Model and prediction-centric debugging
The predictions of a model in the training, testing, and production stages could help us detect issues with the models and find opportunities to improve them. Here, we will briefly review some aspects of model- and prediction-centric model debugging. You can read more details about these problems and other considerations in achieving a reliable model, how to identify the source of the issues, and how to resolve them in future chapters of this book.
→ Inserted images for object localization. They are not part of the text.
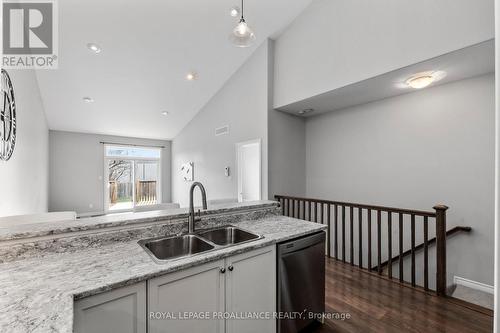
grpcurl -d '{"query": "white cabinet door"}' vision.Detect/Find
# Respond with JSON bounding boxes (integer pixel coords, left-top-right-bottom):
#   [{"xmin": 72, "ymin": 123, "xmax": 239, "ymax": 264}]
[
  {"xmin": 148, "ymin": 259, "xmax": 225, "ymax": 333},
  {"xmin": 74, "ymin": 282, "xmax": 147, "ymax": 333},
  {"xmin": 225, "ymin": 246, "xmax": 276, "ymax": 333}
]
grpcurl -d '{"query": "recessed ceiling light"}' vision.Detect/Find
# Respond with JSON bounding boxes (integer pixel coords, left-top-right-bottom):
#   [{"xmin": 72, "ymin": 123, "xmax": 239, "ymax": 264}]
[
  {"xmin": 186, "ymin": 72, "xmax": 197, "ymax": 81},
  {"xmin": 161, "ymin": 111, "xmax": 169, "ymax": 116},
  {"xmin": 230, "ymin": 6, "xmax": 240, "ymax": 17},
  {"xmin": 406, "ymin": 71, "xmax": 446, "ymax": 89},
  {"xmin": 83, "ymin": 97, "xmax": 94, "ymax": 103},
  {"xmin": 86, "ymin": 43, "xmax": 102, "ymax": 54},
  {"xmin": 298, "ymin": 108, "xmax": 314, "ymax": 115}
]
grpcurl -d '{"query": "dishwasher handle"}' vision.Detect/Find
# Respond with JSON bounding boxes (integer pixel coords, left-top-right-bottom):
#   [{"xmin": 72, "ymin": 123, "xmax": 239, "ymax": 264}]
[{"xmin": 278, "ymin": 231, "xmax": 325, "ymax": 255}]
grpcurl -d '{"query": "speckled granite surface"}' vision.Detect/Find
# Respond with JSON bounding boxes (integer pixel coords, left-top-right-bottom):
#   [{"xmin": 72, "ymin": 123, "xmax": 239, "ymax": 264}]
[
  {"xmin": 0, "ymin": 215, "xmax": 326, "ymax": 333},
  {"xmin": 0, "ymin": 207, "xmax": 278, "ymax": 263},
  {"xmin": 0, "ymin": 200, "xmax": 278, "ymax": 241}
]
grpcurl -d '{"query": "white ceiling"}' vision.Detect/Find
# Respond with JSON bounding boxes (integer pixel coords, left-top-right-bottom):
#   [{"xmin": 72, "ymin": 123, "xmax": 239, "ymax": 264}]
[
  {"xmin": 277, "ymin": 39, "xmax": 495, "ymax": 117},
  {"xmin": 36, "ymin": 0, "xmax": 311, "ymax": 140}
]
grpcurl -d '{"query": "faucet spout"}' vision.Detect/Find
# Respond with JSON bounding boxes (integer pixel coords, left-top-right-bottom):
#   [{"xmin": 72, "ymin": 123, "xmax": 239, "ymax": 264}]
[{"xmin": 188, "ymin": 182, "xmax": 207, "ymax": 233}]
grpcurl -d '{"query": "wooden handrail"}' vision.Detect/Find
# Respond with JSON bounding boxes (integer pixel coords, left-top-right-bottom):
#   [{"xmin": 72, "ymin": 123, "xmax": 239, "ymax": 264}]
[
  {"xmin": 274, "ymin": 195, "xmax": 436, "ymax": 217},
  {"xmin": 372, "ymin": 226, "xmax": 471, "ymax": 271},
  {"xmin": 275, "ymin": 195, "xmax": 453, "ymax": 296}
]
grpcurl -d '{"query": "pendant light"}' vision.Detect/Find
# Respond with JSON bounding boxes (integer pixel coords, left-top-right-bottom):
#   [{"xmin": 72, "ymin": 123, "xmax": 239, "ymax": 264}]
[{"xmin": 229, "ymin": 0, "xmax": 256, "ymax": 47}]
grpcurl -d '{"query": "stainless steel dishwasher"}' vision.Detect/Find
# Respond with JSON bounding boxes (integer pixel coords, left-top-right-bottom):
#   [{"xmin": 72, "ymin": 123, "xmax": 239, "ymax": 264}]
[{"xmin": 277, "ymin": 231, "xmax": 326, "ymax": 333}]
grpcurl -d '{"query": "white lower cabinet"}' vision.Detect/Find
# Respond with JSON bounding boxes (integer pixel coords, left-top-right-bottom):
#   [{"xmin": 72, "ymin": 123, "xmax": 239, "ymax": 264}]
[
  {"xmin": 225, "ymin": 246, "xmax": 276, "ymax": 333},
  {"xmin": 74, "ymin": 246, "xmax": 276, "ymax": 333},
  {"xmin": 74, "ymin": 282, "xmax": 147, "ymax": 333},
  {"xmin": 148, "ymin": 259, "xmax": 226, "ymax": 333}
]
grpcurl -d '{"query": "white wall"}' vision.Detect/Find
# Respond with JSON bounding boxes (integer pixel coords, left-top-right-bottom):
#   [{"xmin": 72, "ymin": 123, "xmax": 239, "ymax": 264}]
[
  {"xmin": 0, "ymin": 70, "xmax": 49, "ymax": 217},
  {"xmin": 172, "ymin": 41, "xmax": 272, "ymax": 207},
  {"xmin": 306, "ymin": 74, "xmax": 495, "ymax": 286},
  {"xmin": 274, "ymin": 0, "xmax": 494, "ymax": 108},
  {"xmin": 49, "ymin": 131, "xmax": 172, "ymax": 214}
]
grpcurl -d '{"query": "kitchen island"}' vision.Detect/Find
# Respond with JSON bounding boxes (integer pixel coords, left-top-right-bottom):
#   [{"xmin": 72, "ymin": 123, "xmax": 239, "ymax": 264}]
[{"xmin": 0, "ymin": 201, "xmax": 326, "ymax": 332}]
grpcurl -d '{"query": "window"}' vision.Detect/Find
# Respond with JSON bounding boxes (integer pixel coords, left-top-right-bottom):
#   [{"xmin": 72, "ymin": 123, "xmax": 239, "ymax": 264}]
[{"xmin": 104, "ymin": 145, "xmax": 161, "ymax": 212}]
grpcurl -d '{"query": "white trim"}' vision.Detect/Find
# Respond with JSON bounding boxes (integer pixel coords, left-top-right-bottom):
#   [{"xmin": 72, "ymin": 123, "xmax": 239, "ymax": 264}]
[
  {"xmin": 454, "ymin": 276, "xmax": 494, "ymax": 295},
  {"xmin": 236, "ymin": 139, "xmax": 262, "ymax": 202}
]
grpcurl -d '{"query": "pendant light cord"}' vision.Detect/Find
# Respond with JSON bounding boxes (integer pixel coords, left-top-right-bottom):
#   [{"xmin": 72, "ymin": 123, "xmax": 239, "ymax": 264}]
[{"xmin": 241, "ymin": 0, "xmax": 244, "ymax": 19}]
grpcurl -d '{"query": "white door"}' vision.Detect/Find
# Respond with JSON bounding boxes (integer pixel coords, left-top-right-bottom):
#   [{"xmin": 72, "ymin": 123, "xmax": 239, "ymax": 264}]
[
  {"xmin": 225, "ymin": 246, "xmax": 276, "ymax": 333},
  {"xmin": 148, "ymin": 260, "xmax": 225, "ymax": 333},
  {"xmin": 237, "ymin": 139, "xmax": 261, "ymax": 202}
]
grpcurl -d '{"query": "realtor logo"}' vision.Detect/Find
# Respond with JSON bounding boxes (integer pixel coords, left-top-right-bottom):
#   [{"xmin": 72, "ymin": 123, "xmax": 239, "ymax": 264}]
[{"xmin": 2, "ymin": 0, "xmax": 58, "ymax": 69}]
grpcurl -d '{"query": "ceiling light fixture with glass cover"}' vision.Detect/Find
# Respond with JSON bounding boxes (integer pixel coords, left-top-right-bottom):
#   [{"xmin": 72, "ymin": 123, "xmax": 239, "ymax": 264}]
[
  {"xmin": 405, "ymin": 71, "xmax": 446, "ymax": 89},
  {"xmin": 229, "ymin": 0, "xmax": 256, "ymax": 48}
]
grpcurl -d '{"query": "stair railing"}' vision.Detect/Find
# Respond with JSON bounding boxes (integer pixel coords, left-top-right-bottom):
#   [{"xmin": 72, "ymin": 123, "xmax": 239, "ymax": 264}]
[{"xmin": 274, "ymin": 195, "xmax": 465, "ymax": 296}]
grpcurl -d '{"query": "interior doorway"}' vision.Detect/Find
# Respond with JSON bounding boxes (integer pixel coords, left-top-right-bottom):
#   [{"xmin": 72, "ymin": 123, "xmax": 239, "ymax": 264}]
[{"xmin": 236, "ymin": 139, "xmax": 261, "ymax": 202}]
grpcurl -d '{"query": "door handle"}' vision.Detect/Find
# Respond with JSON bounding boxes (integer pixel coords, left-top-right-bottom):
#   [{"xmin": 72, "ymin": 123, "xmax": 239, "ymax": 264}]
[
  {"xmin": 228, "ymin": 265, "xmax": 234, "ymax": 271},
  {"xmin": 220, "ymin": 268, "xmax": 226, "ymax": 274}
]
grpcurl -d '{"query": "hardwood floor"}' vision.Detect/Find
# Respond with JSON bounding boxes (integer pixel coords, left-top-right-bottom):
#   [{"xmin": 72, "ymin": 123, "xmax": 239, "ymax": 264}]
[{"xmin": 309, "ymin": 258, "xmax": 493, "ymax": 333}]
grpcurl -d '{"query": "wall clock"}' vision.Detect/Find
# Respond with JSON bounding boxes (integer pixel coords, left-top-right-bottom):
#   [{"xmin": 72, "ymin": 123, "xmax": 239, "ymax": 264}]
[{"xmin": 0, "ymin": 69, "xmax": 16, "ymax": 161}]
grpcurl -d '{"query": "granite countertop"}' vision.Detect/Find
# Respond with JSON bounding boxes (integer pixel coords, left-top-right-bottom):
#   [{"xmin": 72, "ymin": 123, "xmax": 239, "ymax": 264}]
[
  {"xmin": 0, "ymin": 215, "xmax": 326, "ymax": 333},
  {"xmin": 0, "ymin": 200, "xmax": 278, "ymax": 241}
]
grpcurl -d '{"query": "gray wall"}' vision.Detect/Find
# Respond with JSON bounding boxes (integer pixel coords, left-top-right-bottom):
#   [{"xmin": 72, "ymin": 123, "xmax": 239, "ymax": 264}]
[
  {"xmin": 0, "ymin": 70, "xmax": 49, "ymax": 217},
  {"xmin": 268, "ymin": 109, "xmax": 306, "ymax": 199},
  {"xmin": 267, "ymin": 38, "xmax": 307, "ymax": 200},
  {"xmin": 305, "ymin": 74, "xmax": 495, "ymax": 286},
  {"xmin": 172, "ymin": 41, "xmax": 272, "ymax": 207},
  {"xmin": 49, "ymin": 131, "xmax": 171, "ymax": 214},
  {"xmin": 273, "ymin": 0, "xmax": 494, "ymax": 108},
  {"xmin": 495, "ymin": 0, "xmax": 500, "ymax": 328}
]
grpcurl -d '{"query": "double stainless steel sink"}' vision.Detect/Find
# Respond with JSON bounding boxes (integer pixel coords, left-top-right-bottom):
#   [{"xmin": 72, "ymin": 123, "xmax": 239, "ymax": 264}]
[{"xmin": 138, "ymin": 226, "xmax": 263, "ymax": 263}]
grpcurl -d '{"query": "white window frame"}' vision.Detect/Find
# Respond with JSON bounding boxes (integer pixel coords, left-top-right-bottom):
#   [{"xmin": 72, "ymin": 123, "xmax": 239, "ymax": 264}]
[{"xmin": 103, "ymin": 144, "xmax": 162, "ymax": 213}]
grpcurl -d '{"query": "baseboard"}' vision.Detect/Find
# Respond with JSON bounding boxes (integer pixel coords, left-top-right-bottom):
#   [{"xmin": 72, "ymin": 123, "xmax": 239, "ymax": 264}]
[{"xmin": 453, "ymin": 276, "xmax": 494, "ymax": 295}]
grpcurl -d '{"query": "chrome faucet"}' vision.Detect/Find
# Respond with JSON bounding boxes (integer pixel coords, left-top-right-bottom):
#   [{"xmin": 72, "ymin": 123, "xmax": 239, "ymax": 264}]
[{"xmin": 188, "ymin": 182, "xmax": 207, "ymax": 234}]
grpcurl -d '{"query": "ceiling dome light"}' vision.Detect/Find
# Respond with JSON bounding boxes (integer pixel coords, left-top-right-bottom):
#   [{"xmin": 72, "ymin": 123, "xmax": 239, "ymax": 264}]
[
  {"xmin": 86, "ymin": 43, "xmax": 102, "ymax": 54},
  {"xmin": 406, "ymin": 71, "xmax": 447, "ymax": 89},
  {"xmin": 161, "ymin": 111, "xmax": 169, "ymax": 116},
  {"xmin": 229, "ymin": 0, "xmax": 256, "ymax": 48},
  {"xmin": 406, "ymin": 75, "xmax": 434, "ymax": 89},
  {"xmin": 229, "ymin": 6, "xmax": 240, "ymax": 17},
  {"xmin": 83, "ymin": 97, "xmax": 94, "ymax": 103}
]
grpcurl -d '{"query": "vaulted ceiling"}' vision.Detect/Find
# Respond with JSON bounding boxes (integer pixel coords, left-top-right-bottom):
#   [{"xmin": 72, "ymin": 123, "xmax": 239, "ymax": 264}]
[{"xmin": 36, "ymin": 0, "xmax": 311, "ymax": 140}]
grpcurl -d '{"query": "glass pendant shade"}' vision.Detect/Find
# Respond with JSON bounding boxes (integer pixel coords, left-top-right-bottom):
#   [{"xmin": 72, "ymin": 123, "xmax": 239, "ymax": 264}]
[{"xmin": 229, "ymin": 18, "xmax": 256, "ymax": 47}]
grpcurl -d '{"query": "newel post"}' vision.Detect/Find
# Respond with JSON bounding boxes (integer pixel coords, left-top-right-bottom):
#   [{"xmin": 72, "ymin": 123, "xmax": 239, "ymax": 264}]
[{"xmin": 434, "ymin": 204, "xmax": 449, "ymax": 296}]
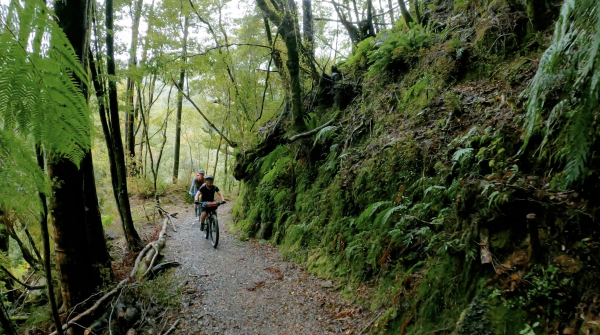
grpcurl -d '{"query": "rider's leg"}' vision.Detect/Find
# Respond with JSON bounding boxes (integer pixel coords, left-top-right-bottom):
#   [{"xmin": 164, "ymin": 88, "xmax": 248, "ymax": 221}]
[{"xmin": 200, "ymin": 210, "xmax": 207, "ymax": 225}]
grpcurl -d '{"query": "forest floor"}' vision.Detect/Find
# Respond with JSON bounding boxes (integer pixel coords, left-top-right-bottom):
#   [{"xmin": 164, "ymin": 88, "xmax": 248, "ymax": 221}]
[{"xmin": 154, "ymin": 200, "xmax": 374, "ymax": 335}]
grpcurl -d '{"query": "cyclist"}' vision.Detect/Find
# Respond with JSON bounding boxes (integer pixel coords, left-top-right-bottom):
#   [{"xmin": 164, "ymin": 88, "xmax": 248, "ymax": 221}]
[
  {"xmin": 189, "ymin": 169, "xmax": 206, "ymax": 221},
  {"xmin": 198, "ymin": 175, "xmax": 225, "ymax": 229}
]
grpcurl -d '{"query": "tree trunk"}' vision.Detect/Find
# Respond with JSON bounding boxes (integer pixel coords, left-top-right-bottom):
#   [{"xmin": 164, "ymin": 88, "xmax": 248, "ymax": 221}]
[
  {"xmin": 302, "ymin": 0, "xmax": 314, "ymax": 56},
  {"xmin": 82, "ymin": 151, "xmax": 111, "ymax": 278},
  {"xmin": 397, "ymin": 0, "xmax": 413, "ymax": 25},
  {"xmin": 6, "ymin": 227, "xmax": 39, "ymax": 269},
  {"xmin": 0, "ymin": 293, "xmax": 16, "ymax": 335},
  {"xmin": 224, "ymin": 139, "xmax": 229, "ymax": 191},
  {"xmin": 47, "ymin": 154, "xmax": 97, "ymax": 314},
  {"xmin": 172, "ymin": 14, "xmax": 189, "ymax": 184},
  {"xmin": 378, "ymin": 0, "xmax": 387, "ymax": 28},
  {"xmin": 0, "ymin": 221, "xmax": 8, "ymax": 256},
  {"xmin": 366, "ymin": 0, "xmax": 376, "ymax": 37},
  {"xmin": 125, "ymin": 0, "xmax": 144, "ymax": 165},
  {"xmin": 89, "ymin": 52, "xmax": 127, "ymax": 237},
  {"xmin": 35, "ymin": 147, "xmax": 64, "ymax": 335},
  {"xmin": 413, "ymin": 0, "xmax": 421, "ymax": 24},
  {"xmin": 263, "ymin": 17, "xmax": 285, "ymax": 76},
  {"xmin": 388, "ymin": 0, "xmax": 395, "ymax": 25},
  {"xmin": 256, "ymin": 0, "xmax": 305, "ymax": 131},
  {"xmin": 106, "ymin": 0, "xmax": 144, "ymax": 251},
  {"xmin": 51, "ymin": 0, "xmax": 104, "ymax": 320},
  {"xmin": 213, "ymin": 133, "xmax": 223, "ymax": 179},
  {"xmin": 206, "ymin": 131, "xmax": 213, "ymax": 169}
]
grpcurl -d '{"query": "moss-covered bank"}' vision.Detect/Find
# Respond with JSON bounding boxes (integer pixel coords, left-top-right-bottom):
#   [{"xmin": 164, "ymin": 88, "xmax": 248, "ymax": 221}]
[{"xmin": 233, "ymin": 0, "xmax": 600, "ymax": 333}]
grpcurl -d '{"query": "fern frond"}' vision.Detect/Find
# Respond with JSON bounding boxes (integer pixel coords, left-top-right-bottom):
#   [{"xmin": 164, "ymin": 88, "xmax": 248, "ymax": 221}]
[{"xmin": 0, "ymin": 0, "xmax": 91, "ymax": 165}]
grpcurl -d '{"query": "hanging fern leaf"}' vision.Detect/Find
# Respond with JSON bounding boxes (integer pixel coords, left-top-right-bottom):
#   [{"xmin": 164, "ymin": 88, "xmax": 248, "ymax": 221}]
[
  {"xmin": 0, "ymin": 0, "xmax": 91, "ymax": 164},
  {"xmin": 313, "ymin": 126, "xmax": 337, "ymax": 147},
  {"xmin": 521, "ymin": 0, "xmax": 600, "ymax": 188}
]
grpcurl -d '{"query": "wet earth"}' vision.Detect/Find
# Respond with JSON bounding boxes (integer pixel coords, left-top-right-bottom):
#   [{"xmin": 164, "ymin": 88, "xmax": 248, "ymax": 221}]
[{"xmin": 160, "ymin": 201, "xmax": 372, "ymax": 334}]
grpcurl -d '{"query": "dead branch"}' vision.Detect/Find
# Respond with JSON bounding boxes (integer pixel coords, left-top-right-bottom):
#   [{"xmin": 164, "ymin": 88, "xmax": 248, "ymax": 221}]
[
  {"xmin": 287, "ymin": 120, "xmax": 334, "ymax": 142},
  {"xmin": 0, "ymin": 266, "xmax": 45, "ymax": 290},
  {"xmin": 161, "ymin": 319, "xmax": 180, "ymax": 335},
  {"xmin": 50, "ymin": 209, "xmax": 178, "ymax": 335}
]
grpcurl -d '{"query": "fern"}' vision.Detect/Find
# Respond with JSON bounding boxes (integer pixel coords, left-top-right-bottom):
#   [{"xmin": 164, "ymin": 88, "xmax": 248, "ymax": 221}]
[
  {"xmin": 521, "ymin": 0, "xmax": 600, "ymax": 188},
  {"xmin": 313, "ymin": 126, "xmax": 337, "ymax": 147},
  {"xmin": 0, "ymin": 131, "xmax": 47, "ymax": 213},
  {"xmin": 0, "ymin": 0, "xmax": 90, "ymax": 161}
]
Underfitting and overfitting
When we train a model, such as a supervised learning model, the goal is to have high performance not just in training but also in testing. When a model has low performance even in a training set, we need to deal with the issue of underfitting. We can develop more complicated models, such as a random forest or deep learning model, instead of linear and logistic regression models. More complex models might result in lower underfitting, but they might cause overfitting and result in lower generalizability of the prediction to test or production data (Figure 1.5):
Figure 1.5 – Schematic illustration of underfitting and overfitting
Algorithm and hyperparameter selection determine the level of complexity and the chance of underfitting or overfitting when training and testing a machine learning model. For example, by choosing a model that can learn nonlinear patterns instead of linear models, your model could have a higher chance of low underfitting as it could identify more complex patterns in training data. But at the same time, you could increase the chance of overfitting as some of the complex patterns in the training data might not be generalizable to the test data (Figure 1.5). There are approaches to assess underfitting and overfitting that will help you develop a high-performance and generalizable model. We will discuss these in future chapters.
Model hyperparameters
Some parameters can affect the performance of a machine learning model that usually do not get optimized automatically in the training process. These are called hyperparameters. We will go through examples of such hyperparameters, such as the number of trees in a random forest model or the size of hidden layers in neural network models, in future chapters.
Inference in model testing and production
The eventual goal of machine learning modeling is to have a highly effective model in production. When we test the model, we are assessing its generalizability, but we cannot be sure about its performance on the data it has not seen. The data that’s used for training machine learning models could become out of date. For example, the changes in the trends of the clothing market could make predictions of a model for clothing recommendation unreliable.
There are different concepts in this topic, such as data variance, data drift, and model drift, all of which we will cover in the next few chapters.
Data or hyperparameters for changing landscapes
When we train a machine learning model with specific training data and a set of hyperparameters, the values of model parameters get changed so that they’re as close to an optimum point as possible for a defined objective or loss function. The two other tools to achieve a better model are providing better data for training and selecting better hyperparameters. Each algorithm has a capacity for performance improvement. By playing with model hyperparameters alone, you cannot develop the best possible model. In the same way, by increasing the quality and quantity of your data and keeping your model hyperparameters the same, you could also not achieve the best performance possible. So, data and hyperparameters come hand in hand. Before you read the next chapters, remember that by spending more time and money on hyperparameter optimization alone, you cannot necessarily get a better model. We will look at this in more detail later in this book.